The staycation situation…

This summer’s cancelled flights and airport chaos have caused a great deal of stress for many, but there have been some rather interesting consequences in respect of consumer habits.

For example, the aforementioned disruption was initially leading UK holidaymakers to give up on their holiday plans and “just go with the flow” of last-minute flights and other impromptu travel arrangements, according to recent data.

The volume of online searches for ‘last-minute flights’ soared by 437 per cent over June-July 2022 compared to the same period in 2021. Unsurprisingly, searches for ‘flight cancellation’ also jumped by 375 per cent.

The analysis was carried out by online search specialist MediaVision, using its proprietary Digital Demand Tracker tool that analyses UK search data from AdWords and Google Trends four times faster than any other platforms.

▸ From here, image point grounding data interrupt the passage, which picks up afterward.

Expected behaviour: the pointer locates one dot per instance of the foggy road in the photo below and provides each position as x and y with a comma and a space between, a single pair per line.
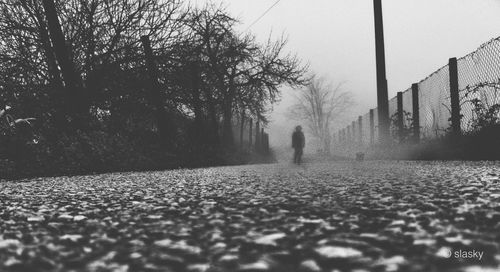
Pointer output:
330, 216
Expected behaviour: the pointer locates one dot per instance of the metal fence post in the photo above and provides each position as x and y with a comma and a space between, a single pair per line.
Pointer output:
416, 113
257, 136
349, 136
455, 99
354, 135
400, 123
250, 122
242, 129
360, 128
372, 127
382, 95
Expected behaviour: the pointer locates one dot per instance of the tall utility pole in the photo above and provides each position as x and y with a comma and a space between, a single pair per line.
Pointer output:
382, 96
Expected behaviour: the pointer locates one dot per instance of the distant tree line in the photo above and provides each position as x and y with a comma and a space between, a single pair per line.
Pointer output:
80, 68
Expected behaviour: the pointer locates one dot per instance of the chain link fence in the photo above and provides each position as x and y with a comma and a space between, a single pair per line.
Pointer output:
478, 90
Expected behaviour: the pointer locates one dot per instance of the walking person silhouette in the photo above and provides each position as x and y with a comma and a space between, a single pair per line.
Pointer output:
298, 143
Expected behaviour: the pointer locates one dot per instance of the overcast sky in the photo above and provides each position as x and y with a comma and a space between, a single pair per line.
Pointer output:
336, 37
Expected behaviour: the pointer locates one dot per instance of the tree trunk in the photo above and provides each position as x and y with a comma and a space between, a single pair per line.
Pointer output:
77, 105
164, 120
227, 129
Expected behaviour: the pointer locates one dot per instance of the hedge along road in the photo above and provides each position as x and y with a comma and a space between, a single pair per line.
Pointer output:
336, 216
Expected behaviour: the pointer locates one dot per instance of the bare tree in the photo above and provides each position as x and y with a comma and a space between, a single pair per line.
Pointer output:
320, 105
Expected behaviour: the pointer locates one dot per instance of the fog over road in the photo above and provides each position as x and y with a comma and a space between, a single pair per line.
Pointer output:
330, 216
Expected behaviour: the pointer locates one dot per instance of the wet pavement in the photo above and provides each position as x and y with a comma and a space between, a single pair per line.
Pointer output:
332, 216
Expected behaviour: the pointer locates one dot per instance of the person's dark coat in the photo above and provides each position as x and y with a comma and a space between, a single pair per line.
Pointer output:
298, 140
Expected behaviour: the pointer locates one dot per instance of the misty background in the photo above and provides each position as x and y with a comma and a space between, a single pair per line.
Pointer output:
337, 39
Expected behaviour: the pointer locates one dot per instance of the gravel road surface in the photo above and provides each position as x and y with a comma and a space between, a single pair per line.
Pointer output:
331, 216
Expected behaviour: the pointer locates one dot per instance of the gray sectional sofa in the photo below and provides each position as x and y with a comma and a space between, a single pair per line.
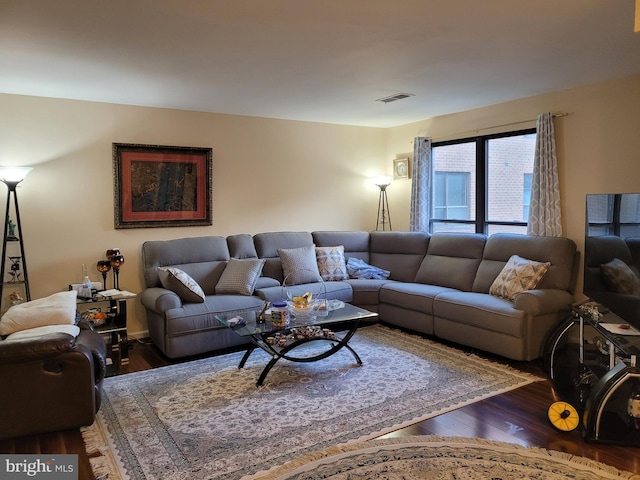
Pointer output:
438, 285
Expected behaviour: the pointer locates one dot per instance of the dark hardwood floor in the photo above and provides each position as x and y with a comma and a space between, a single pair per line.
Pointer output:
519, 416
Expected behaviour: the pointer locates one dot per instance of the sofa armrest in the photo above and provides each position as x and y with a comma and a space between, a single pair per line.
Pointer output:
28, 349
160, 300
543, 301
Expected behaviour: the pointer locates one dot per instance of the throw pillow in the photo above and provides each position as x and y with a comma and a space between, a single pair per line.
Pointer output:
620, 277
518, 274
299, 265
240, 276
331, 263
181, 284
56, 309
358, 268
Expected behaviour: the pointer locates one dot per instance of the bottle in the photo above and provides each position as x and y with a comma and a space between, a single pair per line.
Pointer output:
279, 314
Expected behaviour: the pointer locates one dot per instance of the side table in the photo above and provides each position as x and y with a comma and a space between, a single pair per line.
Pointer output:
113, 329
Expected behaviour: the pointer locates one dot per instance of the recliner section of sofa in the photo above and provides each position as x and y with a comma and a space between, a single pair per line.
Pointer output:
51, 383
438, 285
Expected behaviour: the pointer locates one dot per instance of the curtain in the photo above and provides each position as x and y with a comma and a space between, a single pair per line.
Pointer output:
544, 212
421, 185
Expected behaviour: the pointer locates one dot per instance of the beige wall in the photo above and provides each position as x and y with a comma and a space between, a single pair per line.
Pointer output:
272, 174
268, 175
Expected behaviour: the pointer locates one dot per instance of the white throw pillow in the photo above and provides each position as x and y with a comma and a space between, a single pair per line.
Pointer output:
299, 265
331, 263
518, 274
56, 309
181, 284
38, 332
240, 276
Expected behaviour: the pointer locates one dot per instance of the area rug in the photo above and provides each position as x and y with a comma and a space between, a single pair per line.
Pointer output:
441, 458
207, 419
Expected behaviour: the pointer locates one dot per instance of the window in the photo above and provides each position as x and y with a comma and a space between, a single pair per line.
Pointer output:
614, 214
483, 184
452, 195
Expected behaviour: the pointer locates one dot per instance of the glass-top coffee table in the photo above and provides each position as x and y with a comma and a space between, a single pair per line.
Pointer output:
279, 342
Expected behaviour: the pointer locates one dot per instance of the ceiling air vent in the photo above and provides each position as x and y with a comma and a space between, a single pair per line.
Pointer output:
394, 98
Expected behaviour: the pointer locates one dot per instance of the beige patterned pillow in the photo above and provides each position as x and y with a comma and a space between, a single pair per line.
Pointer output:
181, 283
518, 274
331, 263
620, 277
240, 276
299, 265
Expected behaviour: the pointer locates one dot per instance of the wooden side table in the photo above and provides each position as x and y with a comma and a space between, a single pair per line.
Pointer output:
114, 329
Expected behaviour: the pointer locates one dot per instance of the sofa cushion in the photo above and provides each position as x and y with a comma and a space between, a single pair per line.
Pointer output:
181, 283
202, 258
241, 246
268, 243
299, 265
486, 312
56, 309
332, 291
519, 274
356, 244
559, 251
357, 268
620, 277
452, 260
331, 263
240, 276
411, 296
39, 332
398, 252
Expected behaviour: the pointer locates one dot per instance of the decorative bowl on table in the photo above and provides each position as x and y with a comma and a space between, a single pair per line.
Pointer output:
303, 309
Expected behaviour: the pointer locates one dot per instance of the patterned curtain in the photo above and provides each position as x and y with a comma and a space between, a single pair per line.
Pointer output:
544, 213
421, 185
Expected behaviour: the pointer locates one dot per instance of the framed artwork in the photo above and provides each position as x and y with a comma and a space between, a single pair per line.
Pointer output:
401, 168
161, 186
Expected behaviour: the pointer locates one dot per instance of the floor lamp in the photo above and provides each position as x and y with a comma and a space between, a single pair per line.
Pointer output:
384, 216
11, 177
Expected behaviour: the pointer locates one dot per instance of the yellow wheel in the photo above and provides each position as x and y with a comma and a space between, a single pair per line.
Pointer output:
563, 416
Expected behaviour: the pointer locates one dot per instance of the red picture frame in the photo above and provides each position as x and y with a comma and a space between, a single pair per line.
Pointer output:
161, 186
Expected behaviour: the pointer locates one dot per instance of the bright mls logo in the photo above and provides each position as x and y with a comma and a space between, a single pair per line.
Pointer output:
50, 467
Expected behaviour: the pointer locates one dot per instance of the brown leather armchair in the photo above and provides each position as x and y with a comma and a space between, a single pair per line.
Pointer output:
51, 383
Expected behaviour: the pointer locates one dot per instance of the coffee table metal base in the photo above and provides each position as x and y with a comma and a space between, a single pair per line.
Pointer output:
277, 353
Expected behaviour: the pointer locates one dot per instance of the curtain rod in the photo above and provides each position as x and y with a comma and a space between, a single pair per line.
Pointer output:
562, 114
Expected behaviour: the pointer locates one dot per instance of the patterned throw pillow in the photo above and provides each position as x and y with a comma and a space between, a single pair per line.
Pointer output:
181, 283
240, 276
518, 275
299, 265
620, 278
331, 263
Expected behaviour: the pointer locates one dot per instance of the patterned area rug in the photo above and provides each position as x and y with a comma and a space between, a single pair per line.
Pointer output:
207, 419
438, 458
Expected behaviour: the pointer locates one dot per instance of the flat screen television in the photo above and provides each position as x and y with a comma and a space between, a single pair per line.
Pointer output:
612, 253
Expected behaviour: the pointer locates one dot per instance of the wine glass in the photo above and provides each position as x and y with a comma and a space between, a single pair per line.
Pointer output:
103, 267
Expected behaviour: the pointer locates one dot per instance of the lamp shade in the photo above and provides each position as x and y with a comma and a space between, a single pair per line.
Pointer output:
13, 174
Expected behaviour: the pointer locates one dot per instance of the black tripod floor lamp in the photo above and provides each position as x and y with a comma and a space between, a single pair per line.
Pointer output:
11, 177
384, 216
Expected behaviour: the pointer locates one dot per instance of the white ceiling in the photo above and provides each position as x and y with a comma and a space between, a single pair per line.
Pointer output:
323, 60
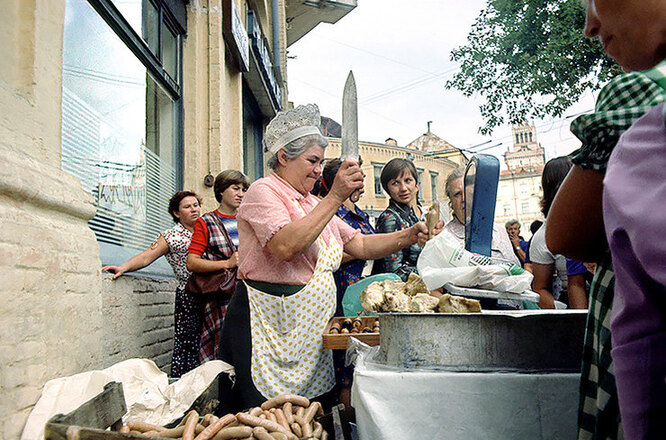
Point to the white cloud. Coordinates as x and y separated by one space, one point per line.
395 48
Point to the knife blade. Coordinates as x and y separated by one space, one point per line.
349 148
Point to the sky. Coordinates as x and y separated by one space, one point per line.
400 54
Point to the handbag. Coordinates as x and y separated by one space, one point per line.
220 284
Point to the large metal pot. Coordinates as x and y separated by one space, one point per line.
521 340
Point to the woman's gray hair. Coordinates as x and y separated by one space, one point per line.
455 174
297 147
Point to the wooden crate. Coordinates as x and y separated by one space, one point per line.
339 341
92 420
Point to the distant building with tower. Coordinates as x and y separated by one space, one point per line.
519 190
433 157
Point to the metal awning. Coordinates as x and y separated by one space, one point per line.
305 15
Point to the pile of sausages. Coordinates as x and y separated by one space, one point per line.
285 417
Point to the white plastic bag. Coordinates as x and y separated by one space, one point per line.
445 260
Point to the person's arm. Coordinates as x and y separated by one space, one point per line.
575 221
543 284
576 291
197 264
294 238
145 258
374 246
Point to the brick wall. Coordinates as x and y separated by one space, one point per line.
138 319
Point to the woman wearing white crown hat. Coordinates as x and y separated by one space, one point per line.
292 244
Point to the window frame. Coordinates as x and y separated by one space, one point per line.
152 61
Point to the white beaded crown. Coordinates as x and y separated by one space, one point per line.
289 125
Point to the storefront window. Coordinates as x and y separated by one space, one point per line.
120 135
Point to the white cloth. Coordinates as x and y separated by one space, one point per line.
148 395
404 405
540 254
501 246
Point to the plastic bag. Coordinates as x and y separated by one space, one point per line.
445 260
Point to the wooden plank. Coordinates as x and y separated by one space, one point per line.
58 431
102 411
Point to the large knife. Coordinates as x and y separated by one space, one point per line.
349 120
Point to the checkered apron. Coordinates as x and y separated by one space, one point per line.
287 351
620 103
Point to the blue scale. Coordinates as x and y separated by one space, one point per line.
481 179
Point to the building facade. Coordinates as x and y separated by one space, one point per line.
433 169
109 107
519 190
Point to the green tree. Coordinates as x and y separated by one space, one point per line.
529 59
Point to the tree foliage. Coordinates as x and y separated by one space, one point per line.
529 59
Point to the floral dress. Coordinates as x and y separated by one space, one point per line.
188 309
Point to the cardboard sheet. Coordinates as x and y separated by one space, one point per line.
148 395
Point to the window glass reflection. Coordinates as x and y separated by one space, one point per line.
119 135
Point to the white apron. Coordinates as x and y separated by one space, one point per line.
286 331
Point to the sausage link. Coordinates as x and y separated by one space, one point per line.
136 425
281 419
261 434
257 421
284 398
288 414
270 416
307 429
296 429
232 432
318 429
311 411
176 432
213 428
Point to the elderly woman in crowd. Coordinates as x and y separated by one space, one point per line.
292 242
351 269
629 173
185 208
214 246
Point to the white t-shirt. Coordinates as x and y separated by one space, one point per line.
539 253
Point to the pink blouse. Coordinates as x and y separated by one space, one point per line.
268 206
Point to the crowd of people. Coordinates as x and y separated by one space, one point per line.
296 240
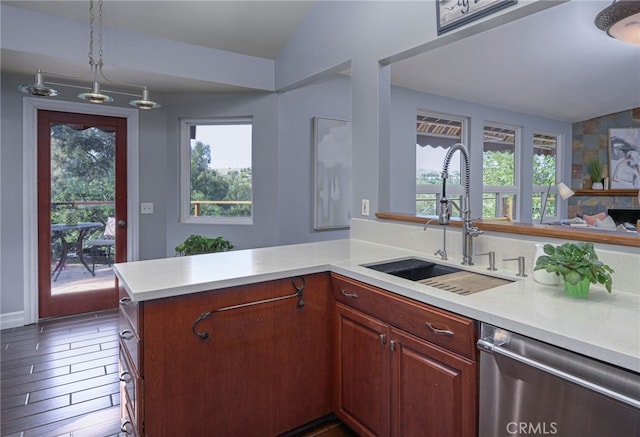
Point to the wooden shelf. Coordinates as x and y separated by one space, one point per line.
564 232
625 192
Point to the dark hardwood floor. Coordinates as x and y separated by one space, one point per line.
60 377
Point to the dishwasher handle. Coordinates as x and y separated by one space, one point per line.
488 346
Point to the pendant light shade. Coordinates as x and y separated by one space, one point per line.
95 95
621 20
38 88
144 102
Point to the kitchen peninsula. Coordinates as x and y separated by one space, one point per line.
170 327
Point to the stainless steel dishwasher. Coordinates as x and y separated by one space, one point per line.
530 388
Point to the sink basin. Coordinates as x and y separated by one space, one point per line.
413 269
439 276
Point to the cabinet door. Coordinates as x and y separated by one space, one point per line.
263 370
433 390
362 372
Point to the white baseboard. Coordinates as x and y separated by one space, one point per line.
12 320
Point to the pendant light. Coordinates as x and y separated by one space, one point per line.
621 20
94 94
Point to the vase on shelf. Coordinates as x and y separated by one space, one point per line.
579 290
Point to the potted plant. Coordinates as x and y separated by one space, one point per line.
197 244
578 266
594 166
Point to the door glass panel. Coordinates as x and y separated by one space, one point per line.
82 208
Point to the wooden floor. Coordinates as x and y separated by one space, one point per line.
60 377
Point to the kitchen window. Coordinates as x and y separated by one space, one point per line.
545 174
499 174
435 134
215 171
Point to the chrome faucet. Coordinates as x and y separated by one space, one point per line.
440 252
468 229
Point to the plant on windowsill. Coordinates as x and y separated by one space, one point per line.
594 166
198 244
578 266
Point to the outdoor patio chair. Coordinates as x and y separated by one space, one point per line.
103 249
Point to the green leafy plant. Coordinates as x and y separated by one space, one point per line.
594 166
575 262
197 244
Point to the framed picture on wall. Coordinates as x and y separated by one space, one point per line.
624 158
455 13
332 173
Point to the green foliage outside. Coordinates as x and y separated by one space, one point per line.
209 185
82 170
498 170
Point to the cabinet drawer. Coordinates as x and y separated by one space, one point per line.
130 395
129 340
440 327
130 310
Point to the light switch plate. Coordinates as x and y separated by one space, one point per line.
146 208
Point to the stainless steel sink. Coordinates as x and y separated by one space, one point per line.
439 276
413 269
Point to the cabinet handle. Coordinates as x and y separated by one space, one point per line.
125 301
440 331
347 294
127 427
126 334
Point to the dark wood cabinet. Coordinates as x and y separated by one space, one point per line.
362 395
394 382
263 370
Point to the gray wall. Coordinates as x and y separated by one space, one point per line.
282 170
335 35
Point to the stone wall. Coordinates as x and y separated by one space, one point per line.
591 139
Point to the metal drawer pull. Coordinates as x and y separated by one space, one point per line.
127 427
126 334
347 294
439 331
125 301
298 285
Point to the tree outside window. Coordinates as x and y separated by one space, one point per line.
216 180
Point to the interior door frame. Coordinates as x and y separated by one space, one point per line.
30 108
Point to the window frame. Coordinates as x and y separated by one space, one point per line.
454 192
542 189
501 190
185 216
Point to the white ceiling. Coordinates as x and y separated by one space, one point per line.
554 63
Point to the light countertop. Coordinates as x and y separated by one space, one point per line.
604 326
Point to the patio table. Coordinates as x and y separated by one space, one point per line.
61 231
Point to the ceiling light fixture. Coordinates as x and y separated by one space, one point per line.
621 20
94 94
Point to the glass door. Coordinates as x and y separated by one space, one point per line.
81 211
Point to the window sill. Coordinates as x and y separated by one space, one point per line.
550 231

It also highlighted that domestic holidays or staycations were not necessarily taking up the slack as people clamoured for international travel post-pandemic, even with the UK’s recent hot weather.

For example, online search volumes for ‘Cornwall holidays’ have dropped by 42 per cent compared to 2021, with ‘Devon holidays’ (down 35 per cent), ‘Wales holidays’ (down 33 per cent) and ‘Norfolk holidays’ (down 30 per cent) also seeing a drop in interest. Search interest for ‘holiday cottages’ is also down by 27 per cent.

Louis Venter, CEO at MediaVision, commented: “The data shows that holidaymakers are champing at the bit to travel abroad post-Covid, but the current disruption at airports and ports is making them rethink their plans.

“A lot of the UK holiday industry probably hoped people would continue to vacation in the UK, but the fact that interest in staycations has slipped considerably with the end of travel restrictions just goes to show that despite the cost of living crisis, the lure of going overseas again is just too much.”

Thus, what we initially had was a lose-lose situation, as the aviation industry struggled to recover from spiralling into a logistical nightmare, while the UK’s domestic tourism market was seeing none of the lost revenue being put into it as an alternative.

However, there are examples which prove that, while interest may have slipped since the pandemic began to wind down, there is still investment being made in respect of staycation-centric businesses. For instance, J.R. Rix & Sons Ltd is a Hull based firm which relies heavily on its manufacturing of lodges and holiday homes, and it has seen a substantial increase in turnover recently.

Additionally, according to research published by GoDaddy, the aviation disruption has ultimately resulted in a £2bn “boom”. This has also been a knock-on effect of the cost of living crisis, as 62 per cent of Brits claimed that they were prioritising ‘staycations’ in order to save money.

Furthermore, more than a third of Brits (37 per cent) have already booked or been on a staycation since the start of summer. Among this group, three in five (59 per cent) people say they prefer to spend with locally-owned, independent businesses.

Coming in to land…

Ultimately, this summer has brought about an unprecedented period of trials and tribulations for the aviation industry, and it remains to be seen just how long it will take for international travel to fully recover from the effects of the pandemic.

And while it at first seemed that the British public were simply content with chasing the dream of an overseas getaway by jumping on last-minute bookings, current research suggests that the gap created has been handily filled by staycations, thus supporting the growth of a plethora of British SMEs.

Furthermore, we are already seeing increased investment in airports and airlines once more, with examples including the recent announcement of increased schedule of winter breaks for Newcastle International Airport, and more flights being announced to summer favourites like Turkey for 2023.

Much like turbulence itself, this tumultuous period has seen a great amount of instability and uncertainty, however it is also temporary if those in charge can step up and steer things in the right direction.

In the meantime, one can only hope that the “staycation boom” can maintain its current course and contribute to the British economy in a way that aviation simply cannot at present.